Celle-ci s'ouvrit sans résistance et au moment où il pénétrait dans le lieu, un sort manqua de peu son visage. Tandis qu'il se mettait à couvert, le Serpentard repéra, sa prochaine cible. Surprise de sa rapidité, la marâtre ne resta guère longtemps inactive et une pluie de sorts s'abattit sur le canapé derrière lequel Ulrich s'était dissimulé.

- " En voilà un comportement pour le moins impoli, Catherine !", lui lança-t-il, " Pas sûr que Maximilien apprécie..."

La mention à son époux fit froncer les sourcils de la veuve, bref instant qui fut cependant assez pour qu'Ulrich la désarme. Lançant un sort vers la porte pour la refermer et la verrouiller, le jeune homme se releva rapidement époussetant sa robe de sorcier. Kathrina allait définitivement l'étriper pour l'avoir si rapidement abimée.

- " Enfin si tant est que Maximilien puisse encore apprécier quoique ce soit de là où je l'ai envoyé...", soupira-t-il avant de plonger son regard sombre dans celui de la femme qui lui faisait face pour continuer avec mépris, " En enfer s'entend parce que je l'ai tué, oui. Cécilya est donc tout fraichement devenue l'héritière et elle ne te porte pas dans son coeur... Coeur qui s'arrêtera de battre sous peu d'ailleurs, ne t'inquiète. Mais avant... "

La lueur d'espoir qu'il voyait briller dans les yeux de sa nouvelle proie l'amusait énormément. S'approchant d'elle, il laissa brièvement trainer ses lèvres à quelques centimètres de celles de Catherine Dickins.

- " Comme je disais, avant, j'ai encore à m'occuper de toi, Catherine.", lui expliqua-t-il en brisant les espoirs de cette dernière de s'en sortir vivante et entière tout en pointant la baguette d'Evangéline sous le menton de celle qui avait remplacée la propriétaire de la dite baguette, " C'est ironique tout de même... Tu ne connais pas cet objet n'est-ce pas ? Et bien, il s'agit de celle de celle que tu as détrônée. Risible, tu ne trouves pas ? "

Reculant de quelques pas, il la jaugea froidement comme on évaluait un morceau de choix.

- " Que comptes-tu faire exactement ? Et pourq... ", questionna Catherine, hautaine.

Pointant la baguette immaculée face aux lèvres de la femme, celle-ci s'était tue.

- " Pourquoi, pourquoi et encore pourquoi ! Vous n'avez décidément que ce mot à la bouche. Disons que j'ai des raisons de vous haïr, vous, chères familles mangemortes, notamment pour les assassinats de mon père et de ma soeur. Et j'avoue que jusqu'ici je me débrouille plutôt magistralement pour m'infiltrer parmi vous et vous avoir les uns après les autres. Mais soit ... Que vais-je bien pouvoir faire de toi ?"
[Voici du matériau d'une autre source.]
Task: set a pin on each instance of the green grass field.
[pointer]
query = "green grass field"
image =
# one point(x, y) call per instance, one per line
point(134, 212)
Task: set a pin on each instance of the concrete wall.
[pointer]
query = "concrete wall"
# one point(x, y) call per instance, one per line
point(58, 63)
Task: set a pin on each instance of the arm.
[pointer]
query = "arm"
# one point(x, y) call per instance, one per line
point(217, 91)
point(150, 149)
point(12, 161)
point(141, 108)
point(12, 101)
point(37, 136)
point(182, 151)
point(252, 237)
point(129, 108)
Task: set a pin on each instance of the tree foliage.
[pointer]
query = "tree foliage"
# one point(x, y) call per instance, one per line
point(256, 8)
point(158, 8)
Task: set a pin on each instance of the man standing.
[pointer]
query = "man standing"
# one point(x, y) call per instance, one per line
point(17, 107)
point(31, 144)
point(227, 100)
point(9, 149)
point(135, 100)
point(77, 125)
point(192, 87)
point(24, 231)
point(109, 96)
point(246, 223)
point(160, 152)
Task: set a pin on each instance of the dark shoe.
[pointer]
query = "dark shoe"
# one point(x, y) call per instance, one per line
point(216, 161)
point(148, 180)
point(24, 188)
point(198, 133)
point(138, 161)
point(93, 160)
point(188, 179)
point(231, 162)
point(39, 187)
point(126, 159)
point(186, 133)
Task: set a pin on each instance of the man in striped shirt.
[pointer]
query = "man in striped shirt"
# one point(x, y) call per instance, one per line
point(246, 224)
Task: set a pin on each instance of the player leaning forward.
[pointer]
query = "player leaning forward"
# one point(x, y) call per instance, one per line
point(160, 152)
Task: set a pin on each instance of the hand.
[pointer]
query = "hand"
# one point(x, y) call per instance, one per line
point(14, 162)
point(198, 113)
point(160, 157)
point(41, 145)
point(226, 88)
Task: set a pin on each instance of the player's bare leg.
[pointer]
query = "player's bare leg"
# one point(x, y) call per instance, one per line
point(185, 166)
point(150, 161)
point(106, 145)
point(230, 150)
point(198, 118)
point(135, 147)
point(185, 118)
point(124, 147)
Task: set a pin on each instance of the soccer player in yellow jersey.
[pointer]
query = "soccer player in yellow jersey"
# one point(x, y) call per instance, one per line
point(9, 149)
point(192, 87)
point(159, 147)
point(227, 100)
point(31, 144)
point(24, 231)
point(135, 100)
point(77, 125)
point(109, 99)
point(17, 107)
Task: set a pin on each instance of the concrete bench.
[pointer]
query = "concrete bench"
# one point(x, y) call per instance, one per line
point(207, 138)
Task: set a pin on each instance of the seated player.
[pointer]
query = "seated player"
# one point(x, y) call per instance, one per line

Arpentant la pièce tout en continuant de jeter de temps à autre des regards amusés à sa proie, Ulrich la laissa gentiment essayé de gagner la porte. Lorsqu'elle y fut presque arrivée, il pointa l'arme vers elle en sifflant faiblement.
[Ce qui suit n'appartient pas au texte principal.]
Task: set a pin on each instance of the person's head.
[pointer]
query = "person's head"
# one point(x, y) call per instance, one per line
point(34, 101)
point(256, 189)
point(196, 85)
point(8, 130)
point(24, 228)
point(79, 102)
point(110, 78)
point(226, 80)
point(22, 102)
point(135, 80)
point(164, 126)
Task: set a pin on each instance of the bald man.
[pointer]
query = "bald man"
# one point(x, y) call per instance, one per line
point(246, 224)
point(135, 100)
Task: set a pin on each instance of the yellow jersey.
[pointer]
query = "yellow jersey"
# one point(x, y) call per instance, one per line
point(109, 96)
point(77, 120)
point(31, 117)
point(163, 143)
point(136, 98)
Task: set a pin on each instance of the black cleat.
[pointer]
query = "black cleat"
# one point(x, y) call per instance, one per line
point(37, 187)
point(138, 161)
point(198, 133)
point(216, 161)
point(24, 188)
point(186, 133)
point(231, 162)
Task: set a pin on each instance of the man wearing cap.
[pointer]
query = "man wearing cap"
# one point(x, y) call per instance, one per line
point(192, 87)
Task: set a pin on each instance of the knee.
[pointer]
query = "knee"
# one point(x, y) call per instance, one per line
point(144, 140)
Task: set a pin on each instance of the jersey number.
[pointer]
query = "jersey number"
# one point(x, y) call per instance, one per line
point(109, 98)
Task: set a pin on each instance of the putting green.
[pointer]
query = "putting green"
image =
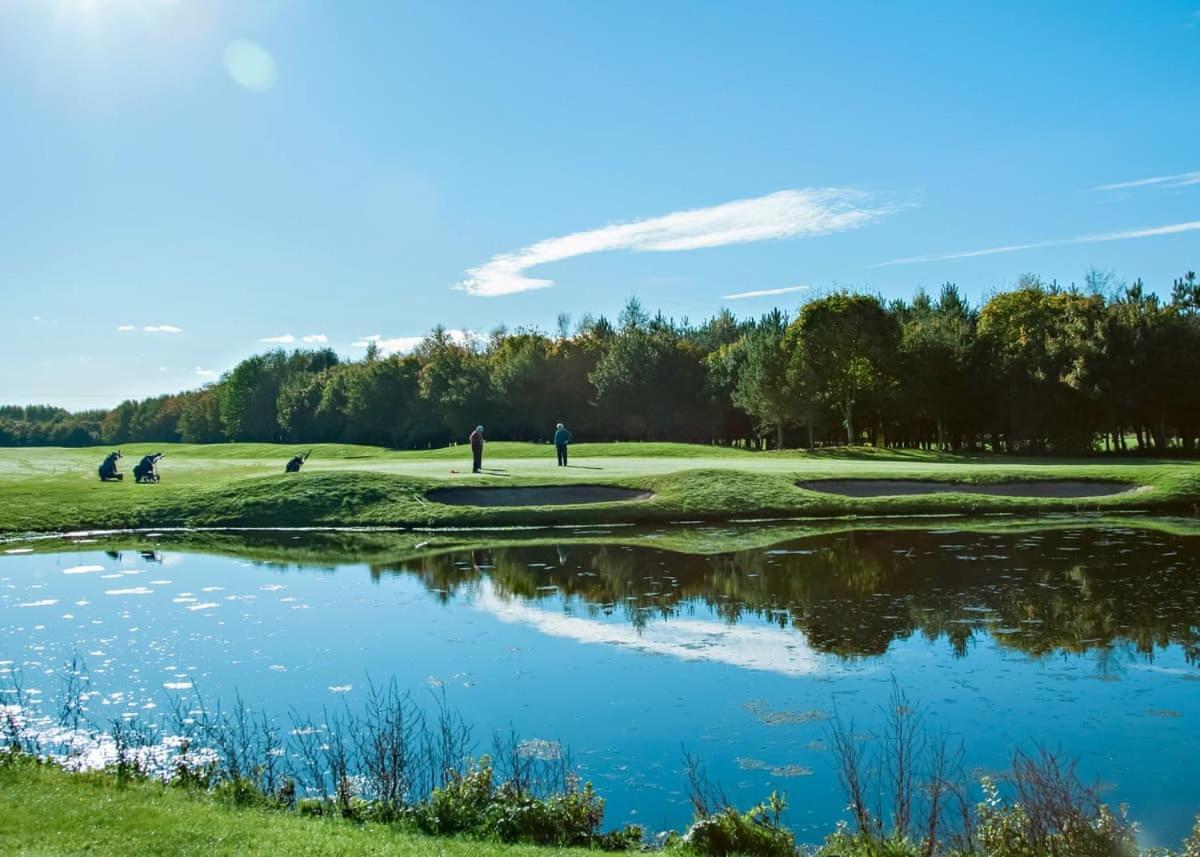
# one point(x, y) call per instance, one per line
point(1025, 487)
point(244, 485)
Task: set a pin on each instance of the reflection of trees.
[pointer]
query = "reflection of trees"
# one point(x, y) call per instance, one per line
point(852, 594)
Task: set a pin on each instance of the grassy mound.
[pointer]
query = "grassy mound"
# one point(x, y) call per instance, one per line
point(45, 810)
point(244, 485)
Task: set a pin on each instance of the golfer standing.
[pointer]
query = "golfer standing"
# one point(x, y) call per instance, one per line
point(477, 449)
point(562, 437)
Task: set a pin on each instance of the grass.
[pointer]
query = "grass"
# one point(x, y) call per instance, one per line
point(243, 485)
point(45, 810)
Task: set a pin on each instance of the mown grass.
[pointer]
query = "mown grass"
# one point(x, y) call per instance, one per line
point(45, 810)
point(243, 485)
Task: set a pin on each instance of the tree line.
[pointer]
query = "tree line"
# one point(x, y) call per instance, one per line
point(1036, 369)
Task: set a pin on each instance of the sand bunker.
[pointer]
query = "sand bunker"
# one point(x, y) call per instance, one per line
point(1024, 487)
point(543, 495)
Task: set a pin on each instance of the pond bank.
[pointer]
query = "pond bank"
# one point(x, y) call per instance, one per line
point(243, 485)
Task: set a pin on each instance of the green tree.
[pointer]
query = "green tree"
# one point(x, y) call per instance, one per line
point(849, 347)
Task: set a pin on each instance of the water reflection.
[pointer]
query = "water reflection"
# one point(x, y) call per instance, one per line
point(853, 594)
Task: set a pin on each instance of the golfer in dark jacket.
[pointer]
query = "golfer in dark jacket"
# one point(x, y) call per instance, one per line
point(562, 437)
point(477, 449)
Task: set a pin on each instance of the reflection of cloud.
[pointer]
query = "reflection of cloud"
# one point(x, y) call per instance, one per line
point(1151, 232)
point(750, 647)
point(250, 65)
point(785, 214)
point(765, 292)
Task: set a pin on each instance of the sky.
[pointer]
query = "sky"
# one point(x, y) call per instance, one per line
point(186, 183)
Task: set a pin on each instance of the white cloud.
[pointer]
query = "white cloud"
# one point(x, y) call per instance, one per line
point(250, 65)
point(1177, 180)
point(765, 292)
point(1169, 229)
point(785, 214)
point(403, 345)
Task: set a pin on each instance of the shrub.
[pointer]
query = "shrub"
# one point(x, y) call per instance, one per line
point(473, 803)
point(754, 833)
point(240, 792)
point(1026, 828)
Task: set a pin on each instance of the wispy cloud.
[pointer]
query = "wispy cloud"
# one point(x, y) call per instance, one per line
point(785, 214)
point(403, 345)
point(1169, 229)
point(765, 292)
point(250, 65)
point(1177, 180)
point(288, 339)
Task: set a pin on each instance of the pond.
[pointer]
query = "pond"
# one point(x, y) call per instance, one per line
point(627, 648)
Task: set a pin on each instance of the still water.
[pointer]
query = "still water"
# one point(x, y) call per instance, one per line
point(1085, 639)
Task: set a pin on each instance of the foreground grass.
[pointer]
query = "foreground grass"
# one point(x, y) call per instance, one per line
point(243, 485)
point(45, 810)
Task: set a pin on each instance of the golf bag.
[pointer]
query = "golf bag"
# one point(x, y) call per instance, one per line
point(147, 471)
point(108, 468)
point(297, 462)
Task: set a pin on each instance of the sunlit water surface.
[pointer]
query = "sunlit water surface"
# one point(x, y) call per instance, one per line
point(1084, 640)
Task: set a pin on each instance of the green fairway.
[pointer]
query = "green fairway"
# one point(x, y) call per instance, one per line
point(231, 485)
point(45, 810)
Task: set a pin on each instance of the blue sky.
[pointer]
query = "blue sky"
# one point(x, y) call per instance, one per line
point(229, 172)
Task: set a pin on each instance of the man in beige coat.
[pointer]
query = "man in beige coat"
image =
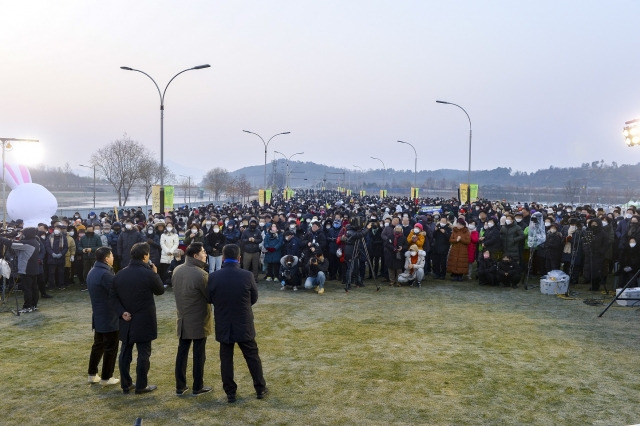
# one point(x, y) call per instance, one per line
point(195, 321)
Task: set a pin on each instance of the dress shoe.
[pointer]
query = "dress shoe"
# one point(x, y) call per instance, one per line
point(204, 389)
point(261, 394)
point(148, 389)
point(129, 388)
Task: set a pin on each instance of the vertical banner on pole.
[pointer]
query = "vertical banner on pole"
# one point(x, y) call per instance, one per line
point(168, 198)
point(155, 199)
point(463, 193)
point(474, 191)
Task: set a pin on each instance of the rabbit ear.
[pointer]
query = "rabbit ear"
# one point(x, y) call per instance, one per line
point(15, 175)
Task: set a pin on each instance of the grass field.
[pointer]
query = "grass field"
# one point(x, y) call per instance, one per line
point(448, 353)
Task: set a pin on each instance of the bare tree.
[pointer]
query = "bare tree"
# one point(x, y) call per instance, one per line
point(150, 175)
point(119, 164)
point(216, 181)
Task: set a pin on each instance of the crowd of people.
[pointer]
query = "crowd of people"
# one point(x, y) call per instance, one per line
point(215, 255)
point(320, 236)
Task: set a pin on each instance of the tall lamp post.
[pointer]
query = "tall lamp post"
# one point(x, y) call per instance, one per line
point(188, 185)
point(94, 182)
point(469, 169)
point(359, 177)
point(415, 164)
point(288, 159)
point(384, 169)
point(162, 94)
point(6, 144)
point(266, 144)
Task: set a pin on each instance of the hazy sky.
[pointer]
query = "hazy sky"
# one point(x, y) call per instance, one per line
point(545, 83)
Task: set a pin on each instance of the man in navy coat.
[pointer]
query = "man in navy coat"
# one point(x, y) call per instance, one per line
point(233, 291)
point(133, 290)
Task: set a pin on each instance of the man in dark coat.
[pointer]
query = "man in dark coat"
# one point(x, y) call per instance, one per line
point(233, 291)
point(132, 294)
point(189, 282)
point(104, 320)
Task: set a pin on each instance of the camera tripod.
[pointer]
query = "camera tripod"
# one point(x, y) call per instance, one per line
point(354, 264)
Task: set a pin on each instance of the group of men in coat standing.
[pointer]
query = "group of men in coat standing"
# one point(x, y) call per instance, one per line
point(124, 309)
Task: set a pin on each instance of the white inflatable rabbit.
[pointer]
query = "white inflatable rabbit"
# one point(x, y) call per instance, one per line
point(31, 202)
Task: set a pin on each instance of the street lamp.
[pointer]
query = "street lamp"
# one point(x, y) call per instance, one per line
point(384, 169)
point(415, 164)
point(6, 144)
point(188, 186)
point(469, 169)
point(288, 159)
point(266, 144)
point(359, 177)
point(94, 182)
point(162, 94)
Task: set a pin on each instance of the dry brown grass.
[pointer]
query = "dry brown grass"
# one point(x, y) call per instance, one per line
point(444, 354)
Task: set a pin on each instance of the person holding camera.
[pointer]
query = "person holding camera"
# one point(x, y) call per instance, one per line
point(316, 271)
point(272, 244)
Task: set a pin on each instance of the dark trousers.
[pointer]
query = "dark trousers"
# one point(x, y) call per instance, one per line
point(142, 366)
point(251, 262)
point(199, 357)
point(105, 347)
point(56, 275)
point(250, 352)
point(29, 284)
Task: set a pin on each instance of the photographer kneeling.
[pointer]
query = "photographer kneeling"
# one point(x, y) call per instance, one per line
point(316, 271)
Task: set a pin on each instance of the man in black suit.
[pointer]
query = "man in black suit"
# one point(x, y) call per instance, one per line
point(233, 291)
point(133, 290)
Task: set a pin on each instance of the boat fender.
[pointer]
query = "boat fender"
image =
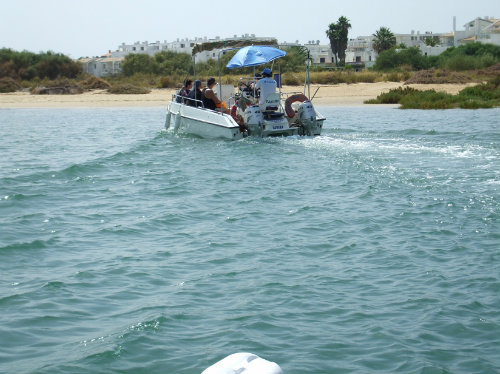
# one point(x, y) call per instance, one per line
point(244, 363)
point(238, 118)
point(292, 99)
point(167, 120)
point(233, 111)
point(177, 120)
- " Hum... Je ne crois pas que tu puisses me fausser compagnie non. Pas de chance. ", lui dit-il en haussant les épaules les paumes vers le haut, " Et j'ai le jeu parfait pour toi. Oh que oui !"

Le sortilège qui fusa de la baguette altérèrent énormément l'apparence physique de Catherine, lui rendant les traits que toute femme de son âge aurait du avoir.  Celle-ci semblait d'ailleurs complètement absorbée par ce qu'on venait de lui faire subir.
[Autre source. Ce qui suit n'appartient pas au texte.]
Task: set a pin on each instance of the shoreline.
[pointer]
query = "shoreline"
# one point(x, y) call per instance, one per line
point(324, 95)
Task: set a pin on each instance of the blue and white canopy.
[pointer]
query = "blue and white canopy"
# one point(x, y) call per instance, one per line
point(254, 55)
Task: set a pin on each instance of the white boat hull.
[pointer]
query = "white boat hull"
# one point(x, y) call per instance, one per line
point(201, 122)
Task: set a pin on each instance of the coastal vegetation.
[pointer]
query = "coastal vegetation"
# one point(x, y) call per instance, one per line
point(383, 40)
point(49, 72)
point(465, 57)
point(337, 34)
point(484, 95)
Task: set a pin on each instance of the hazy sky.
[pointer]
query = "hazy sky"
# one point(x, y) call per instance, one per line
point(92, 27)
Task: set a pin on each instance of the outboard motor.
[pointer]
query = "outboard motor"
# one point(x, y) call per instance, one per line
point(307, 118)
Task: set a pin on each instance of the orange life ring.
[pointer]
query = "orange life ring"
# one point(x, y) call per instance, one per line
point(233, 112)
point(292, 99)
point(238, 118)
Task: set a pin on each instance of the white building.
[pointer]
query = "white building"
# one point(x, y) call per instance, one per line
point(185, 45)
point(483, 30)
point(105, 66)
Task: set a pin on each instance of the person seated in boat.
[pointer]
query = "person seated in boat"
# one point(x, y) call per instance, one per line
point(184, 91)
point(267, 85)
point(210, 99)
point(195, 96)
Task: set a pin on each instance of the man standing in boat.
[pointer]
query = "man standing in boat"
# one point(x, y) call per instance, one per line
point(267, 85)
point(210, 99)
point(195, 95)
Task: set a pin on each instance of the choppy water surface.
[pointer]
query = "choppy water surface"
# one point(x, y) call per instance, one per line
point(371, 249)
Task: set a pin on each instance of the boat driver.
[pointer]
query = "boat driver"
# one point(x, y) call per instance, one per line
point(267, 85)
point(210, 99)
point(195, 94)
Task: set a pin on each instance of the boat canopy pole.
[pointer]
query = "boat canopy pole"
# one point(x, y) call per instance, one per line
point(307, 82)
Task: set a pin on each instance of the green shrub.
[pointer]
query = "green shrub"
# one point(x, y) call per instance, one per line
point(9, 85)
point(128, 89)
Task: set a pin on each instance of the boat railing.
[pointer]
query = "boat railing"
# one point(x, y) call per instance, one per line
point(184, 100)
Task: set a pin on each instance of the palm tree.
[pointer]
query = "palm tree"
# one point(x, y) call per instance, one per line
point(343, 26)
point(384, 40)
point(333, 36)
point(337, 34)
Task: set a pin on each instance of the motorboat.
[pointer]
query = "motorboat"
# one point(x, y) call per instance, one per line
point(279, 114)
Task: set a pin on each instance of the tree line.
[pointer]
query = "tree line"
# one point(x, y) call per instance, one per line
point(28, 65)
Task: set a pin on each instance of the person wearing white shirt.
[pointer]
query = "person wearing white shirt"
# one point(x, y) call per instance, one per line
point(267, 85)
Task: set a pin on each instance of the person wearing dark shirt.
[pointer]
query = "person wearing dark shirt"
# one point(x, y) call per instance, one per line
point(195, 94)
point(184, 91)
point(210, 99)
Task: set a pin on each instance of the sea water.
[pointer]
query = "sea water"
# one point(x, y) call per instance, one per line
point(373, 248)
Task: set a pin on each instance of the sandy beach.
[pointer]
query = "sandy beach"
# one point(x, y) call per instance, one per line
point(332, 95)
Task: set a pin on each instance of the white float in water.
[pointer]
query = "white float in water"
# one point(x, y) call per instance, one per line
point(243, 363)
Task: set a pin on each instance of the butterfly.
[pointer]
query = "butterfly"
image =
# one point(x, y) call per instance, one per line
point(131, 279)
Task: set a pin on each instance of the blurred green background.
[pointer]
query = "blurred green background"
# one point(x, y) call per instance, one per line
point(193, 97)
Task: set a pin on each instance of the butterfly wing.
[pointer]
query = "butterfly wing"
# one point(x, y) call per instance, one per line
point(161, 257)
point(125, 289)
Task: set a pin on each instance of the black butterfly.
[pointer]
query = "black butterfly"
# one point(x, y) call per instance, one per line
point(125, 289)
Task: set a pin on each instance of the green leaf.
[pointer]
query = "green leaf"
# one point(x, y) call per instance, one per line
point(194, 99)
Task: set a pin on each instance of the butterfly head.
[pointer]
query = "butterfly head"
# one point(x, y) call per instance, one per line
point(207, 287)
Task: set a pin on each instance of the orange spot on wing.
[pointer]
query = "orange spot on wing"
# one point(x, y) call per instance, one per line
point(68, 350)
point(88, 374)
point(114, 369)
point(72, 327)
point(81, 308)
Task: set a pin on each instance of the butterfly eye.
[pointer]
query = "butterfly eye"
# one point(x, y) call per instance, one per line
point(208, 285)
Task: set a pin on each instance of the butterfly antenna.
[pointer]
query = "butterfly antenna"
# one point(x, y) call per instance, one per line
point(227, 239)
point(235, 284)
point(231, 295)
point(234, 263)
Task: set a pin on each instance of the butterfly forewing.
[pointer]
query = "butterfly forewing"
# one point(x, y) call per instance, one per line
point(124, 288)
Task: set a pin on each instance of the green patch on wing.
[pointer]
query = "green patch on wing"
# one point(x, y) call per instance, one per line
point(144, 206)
- " Ouh, effectivement, je comprends la raison de ton recours à des petites chirurgies magiques. Il est très certain que la petite sang-pur provinciale que tu étais, n'aurait jamais atteint le status qui est le tien en restant si banale. Et quoi de mieux qu'un tel éclat qui était jusqu'à présent le tien pour attirer quelqu'un comme ce bon vieux Max' ! Le terme repoussant de "Sorcière" employé par les moldus que tu sembles tant exécrer te va à merveille, très chère. "

Pointant à nouveau la baguette sur l'hideuse belle-mère, Ulrich la fit léviter jusqu'à devant l'âtre dans laquelle brûlait un feu nourri. La panique visible sur les traits de Catherine le firent ricaner. Il ne se lasserait jamais de les voir de la sorte.  Les différentes expressions des Richardsons resteraient gravées dans son esprit et il y avait fort à parier que ce soir, il pourrait enfin dormir paisiblement sans l'ombre d'un seul cauchemar.

- " Tu détestes les moldus et les sangs-mêlés donc je présume que tu n'es pas au fait de leurs coutumes mais fut une époque où les sorcières étaient sommairement jugées avant d'être brûlées vives sur un bûcher... Je ne suis pas moldu mais je ferai office de juge pour ton cas. Dès lors, je te juge condamnée pour le simple fait d'avoir été une mangemort. Tu seras donc condamnée à péril brûlée. ", lui déclara-t-il avec un sourire candide.

Face à lui, Catherine s'agitait frénétiquement en se tortillant, criant et pleurant à la fois tout en sortant de brefs "Pitié, je suis innocente..." et d'autres suppliques erronées.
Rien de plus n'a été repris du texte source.